Simulated impacts of crop residue removal and tillage on soil organic matter maintenance

Authors: DALZELL, BRENT - UNIVERSITY OF MINNESOTA; Johnson, Jane; TALLAKSEN, JOEL - UNIVERSITY OF MINNESOTA; ALLAN, DEBORAH - UNIVERSITY OF MINNESOTA; BARBOUR, NANCY

Submitted to: Soil Science Society of America Journal
Publication Type: Peer Reviewed Journal
Publication Acceptance Date: 4/13/2013
Publication Date: 7/1/2013
Citation: Dalzell, B.J., Johnson, J.M., Tallaksen, J., Allan, D.L., Barbour, N.W. 2013. Simulated impacts of crop residue removal and tillage on soil organic matter maintenance. Soil Science Society of America Journal. 77(4):1349-1356.
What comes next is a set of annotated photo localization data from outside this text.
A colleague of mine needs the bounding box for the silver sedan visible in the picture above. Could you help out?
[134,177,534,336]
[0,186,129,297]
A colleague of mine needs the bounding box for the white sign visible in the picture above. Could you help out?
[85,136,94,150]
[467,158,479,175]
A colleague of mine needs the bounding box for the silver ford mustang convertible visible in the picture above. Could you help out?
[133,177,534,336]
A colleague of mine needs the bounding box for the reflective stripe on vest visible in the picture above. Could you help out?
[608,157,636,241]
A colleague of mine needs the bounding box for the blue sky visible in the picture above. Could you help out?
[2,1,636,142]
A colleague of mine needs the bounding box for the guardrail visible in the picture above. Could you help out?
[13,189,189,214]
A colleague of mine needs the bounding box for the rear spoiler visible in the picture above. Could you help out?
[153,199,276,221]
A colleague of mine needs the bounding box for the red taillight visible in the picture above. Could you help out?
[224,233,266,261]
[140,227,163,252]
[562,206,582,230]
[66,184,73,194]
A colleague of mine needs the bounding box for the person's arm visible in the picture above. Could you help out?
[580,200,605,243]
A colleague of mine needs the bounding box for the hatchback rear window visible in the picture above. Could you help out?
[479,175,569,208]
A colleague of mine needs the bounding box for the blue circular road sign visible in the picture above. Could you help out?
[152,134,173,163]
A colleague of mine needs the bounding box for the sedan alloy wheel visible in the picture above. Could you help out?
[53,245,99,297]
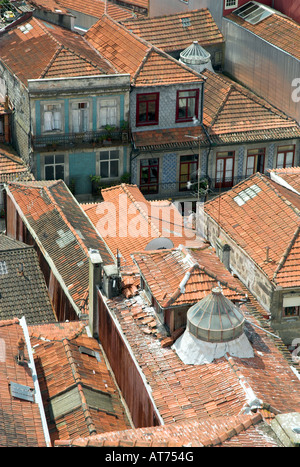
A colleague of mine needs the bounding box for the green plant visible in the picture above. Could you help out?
[68,178,76,194]
[104,124,116,139]
[120,172,131,184]
[120,120,129,131]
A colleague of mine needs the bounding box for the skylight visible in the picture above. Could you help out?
[233,184,261,206]
[181,17,191,28]
[233,1,273,25]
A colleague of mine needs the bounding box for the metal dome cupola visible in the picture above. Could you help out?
[179,41,214,73]
[187,287,245,343]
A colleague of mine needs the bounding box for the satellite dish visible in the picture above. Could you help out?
[145,237,174,251]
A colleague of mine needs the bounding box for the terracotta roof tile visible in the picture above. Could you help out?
[87,288,300,429]
[122,8,224,52]
[0,145,33,183]
[205,173,300,287]
[29,0,137,21]
[269,167,300,194]
[0,16,116,85]
[85,15,204,86]
[0,319,49,446]
[55,412,279,447]
[82,184,203,271]
[132,246,246,308]
[6,180,114,315]
[29,323,132,444]
[226,10,300,61]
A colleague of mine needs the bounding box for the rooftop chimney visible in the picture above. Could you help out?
[88,249,103,339]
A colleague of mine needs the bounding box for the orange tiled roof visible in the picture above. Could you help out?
[112,0,148,10]
[0,16,116,85]
[0,318,49,447]
[132,246,246,308]
[202,69,300,144]
[85,15,204,86]
[29,322,132,444]
[132,125,208,150]
[122,8,224,53]
[269,167,300,194]
[29,0,136,21]
[6,180,114,314]
[226,10,300,61]
[82,184,203,269]
[205,173,300,287]
[0,145,33,183]
[95,289,300,427]
[54,412,278,447]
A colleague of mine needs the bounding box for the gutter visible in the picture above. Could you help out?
[19,316,52,447]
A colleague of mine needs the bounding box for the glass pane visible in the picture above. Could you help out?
[56,164,64,180]
[286,152,294,167]
[55,155,64,164]
[45,155,54,164]
[110,150,119,160]
[187,98,196,117]
[277,153,284,168]
[141,167,149,184]
[100,161,109,178]
[45,165,54,180]
[110,160,119,178]
[138,102,147,122]
[148,102,156,121]
[100,151,109,161]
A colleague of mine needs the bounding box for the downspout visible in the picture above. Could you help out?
[200,78,213,179]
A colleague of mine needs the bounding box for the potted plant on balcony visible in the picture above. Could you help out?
[90,174,101,196]
[120,120,129,143]
[103,124,115,144]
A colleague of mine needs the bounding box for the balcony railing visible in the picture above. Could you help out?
[32,129,129,150]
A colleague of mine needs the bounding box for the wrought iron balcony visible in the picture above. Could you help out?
[32,128,129,150]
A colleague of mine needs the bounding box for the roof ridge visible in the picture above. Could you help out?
[39,45,63,79]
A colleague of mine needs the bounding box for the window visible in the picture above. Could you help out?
[179,155,198,191]
[225,0,238,9]
[283,306,300,317]
[136,93,159,126]
[44,154,64,180]
[71,102,89,133]
[100,150,119,178]
[277,145,295,169]
[99,98,118,127]
[43,104,62,132]
[176,90,199,123]
[140,158,159,194]
[246,148,265,177]
[216,152,234,188]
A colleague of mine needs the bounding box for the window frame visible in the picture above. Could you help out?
[44,154,65,181]
[176,89,199,123]
[42,102,63,133]
[215,152,235,188]
[282,306,300,318]
[136,92,160,127]
[246,148,265,177]
[224,0,238,10]
[98,97,119,128]
[179,154,198,191]
[139,158,159,194]
[276,145,295,169]
[99,149,120,179]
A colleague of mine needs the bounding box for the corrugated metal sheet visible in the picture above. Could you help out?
[223,18,300,123]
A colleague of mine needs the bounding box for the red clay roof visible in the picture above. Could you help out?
[6,180,114,314]
[269,167,300,194]
[95,288,300,427]
[226,10,300,61]
[54,412,278,447]
[122,8,224,52]
[0,145,33,183]
[202,69,300,144]
[0,16,116,85]
[132,246,246,308]
[29,0,137,21]
[82,184,203,269]
[205,173,300,287]
[85,15,204,86]
[29,322,132,444]
[0,318,49,447]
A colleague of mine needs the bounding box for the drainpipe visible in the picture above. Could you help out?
[88,249,103,339]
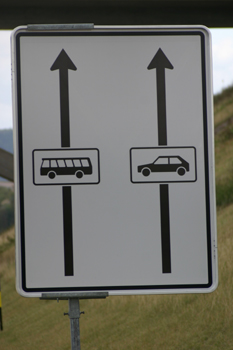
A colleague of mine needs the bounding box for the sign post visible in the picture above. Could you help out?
[41,292,109,350]
[12,25,217,298]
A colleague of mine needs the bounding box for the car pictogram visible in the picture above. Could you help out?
[138,156,189,177]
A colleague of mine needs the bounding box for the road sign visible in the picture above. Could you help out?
[12,25,217,297]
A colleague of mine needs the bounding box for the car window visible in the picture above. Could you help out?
[154,157,168,164]
[170,157,182,164]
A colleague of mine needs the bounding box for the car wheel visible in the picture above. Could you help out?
[142,168,151,177]
[76,170,84,179]
[48,171,56,179]
[177,167,186,176]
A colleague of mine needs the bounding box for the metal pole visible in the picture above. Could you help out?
[69,298,81,350]
[40,292,109,350]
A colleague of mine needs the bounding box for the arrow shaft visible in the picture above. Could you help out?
[156,64,171,273]
[51,50,76,277]
[156,68,167,146]
[160,184,171,273]
[148,48,172,274]
[60,69,73,276]
[156,67,171,273]
[59,68,70,147]
[62,186,74,276]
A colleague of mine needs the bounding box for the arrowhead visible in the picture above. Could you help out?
[50,49,77,71]
[147,48,173,70]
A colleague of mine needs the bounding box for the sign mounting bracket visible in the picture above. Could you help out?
[27,23,95,31]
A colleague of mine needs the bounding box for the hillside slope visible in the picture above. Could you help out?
[0,129,13,154]
[214,86,233,208]
[0,87,233,349]
[0,129,13,182]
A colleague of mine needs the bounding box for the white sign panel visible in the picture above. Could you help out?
[11,25,217,297]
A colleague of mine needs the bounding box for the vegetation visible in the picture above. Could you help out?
[215,86,233,208]
[0,128,13,182]
[0,187,14,234]
[0,128,14,232]
[0,86,233,348]
[0,129,13,154]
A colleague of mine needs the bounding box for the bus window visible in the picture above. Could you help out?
[73,159,82,167]
[81,159,89,167]
[57,159,66,167]
[41,159,50,168]
[51,160,58,167]
[65,159,74,167]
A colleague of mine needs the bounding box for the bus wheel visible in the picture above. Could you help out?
[76,171,84,179]
[48,171,56,179]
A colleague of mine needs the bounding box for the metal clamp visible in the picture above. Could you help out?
[27,23,94,31]
[40,292,109,300]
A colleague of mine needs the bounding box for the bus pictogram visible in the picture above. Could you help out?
[40,157,93,179]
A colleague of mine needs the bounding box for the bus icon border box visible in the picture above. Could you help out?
[130,146,197,184]
[33,148,100,186]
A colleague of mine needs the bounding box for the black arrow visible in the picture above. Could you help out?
[51,49,77,148]
[148,48,173,146]
[51,49,77,276]
[148,48,173,274]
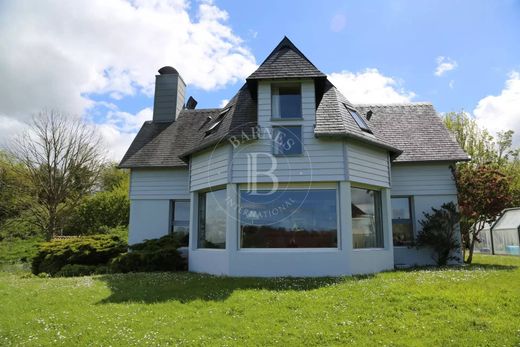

Interpretive Summary: Stover or residue is the leaves, husks, cobs and stems remaining after corn grain harvest. This material can be sold as bioenergy feedstock. Harvesting residue exposes soil making it more vulnerable to wind and water erosion. Soil organic matter imparts many characteristics that make soil productive. Thus, it is important to maintain or increase its amount in soil. Every year a fraction crop residue decomposes and a portion of it becomes soil organic matter. Soil organic matter formation relies on the annual crops residue input. Whether, soil organic matter increases, decreases or stay the same over time varies based on tillage, amount and type of residue returned, soil and environmental factors. Measurable changes in soil organic matter happen slowly. Therefore, we used a model called CQESTR for predicting changes in soil organic matter under different tillage and residue harvest scenarios in West Central Minnesota. The model predicted changes for both the top 12 inches and the top 24 inches. The study found that found that tilling with a moldboard plow or a chisel plow even returning all crop residues to the field was not enough to maintain soil organic matter. Returning more residues is needed to maintain soil organic matter in the top 24 inches of soil. The model predicted a loss in soil organic matter in the top 24 inches even when it was maintained in the top 12 inches unless the field was managed without tillage and with continuous corn. The model predicted 3 ton per acre or more dry residue be returned annually or else soil organic matter in the top 24 inches would decline. The 2005-2011 average corn yield for Stevens County, which is in West Central Minnesota, was only 160 bushels per acre. In addition almost all row crops are tilled. Thus, routine harvest of corn stover is not compatible with increasing soil organic matter. To achieve an increase in soil organic matter in the top 24 inches, we advise producing high residue crops like corn coupled with no tillage. This information provides guidance to the bioenergy industry, producers and the general public including policy-makers of the benefits and risks associated with plant-based energy. The study results suggest corn yields routinely exceed 175 bushels per acre in a corn-soybean rotation with no-till before it is advisable to harvest corn stover.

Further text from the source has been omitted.